Hubby noticed it first (how embarrassing!), I remember it like it was yesterday, let me take you there…
It’s July, we are in Missouri for his best friend’s wedding. We’re newly in love, we’d gone out dancing and drinking the night before, we closed the bar and the party wasn’t over when we made it back home, it was (and still is!) one of the most fun nights I’ve ever had. Now, a little hunger over, we’re getting ready for the Catholic ceremony. I’m wearing my favorite turquoise dress, I love the way it fits and I’m feeling like hot stuff, I can’t help but wonder if we’ll be the next couple from the group exchanging rings (and we were!). Hubby gazed at me, I imagined he was thinking of our wedding, too, but instead of proclaiming his undying love, he asked me for scissors. I told him, no, I didn’t pack any, what did he need them for? And this is what he said…

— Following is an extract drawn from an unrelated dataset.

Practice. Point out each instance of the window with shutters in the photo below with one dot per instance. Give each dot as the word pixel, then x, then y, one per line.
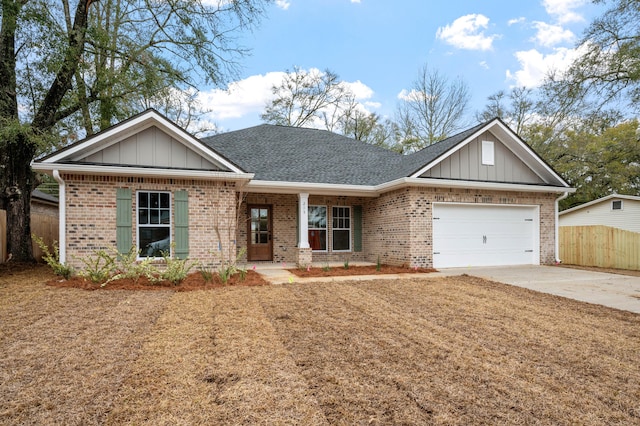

“Well, it’s just that you have a big chin hair… right there… I was going to trim it.”
Oh, the horror! I couldn’t believe it, but he was right; I did indeed have a dark, hideous hair sprouting from my face. The chin hair was promptly plucked with tweezers, and I have since kept a close watch for its return (I’ve been plucking it once a week or so).
I don’t understand why I’m BALDING (true story) but will soon have to buy a Mach 3 to keep my 5 o’clock shadow at bay…
So unfair.
I hear ya, honey! I actually have had to have my sister promise that she will, in the event I am ever in a coma, make sure she plucks my chin!!! Did I ever tell you that story? read my post here: http://fromchaoscomeshappiness.blogspot.com/2010/04/ummmm-i-need-favor.html
ReplyDeleteI'm telling you ... I've been there!!!!
I'm so glad you said that (love your post, by the way!), I should have my sister agree to that, too! It never even crossed my mind, but boy, imagine what that thing would do if left unplucked for months..! Yikes!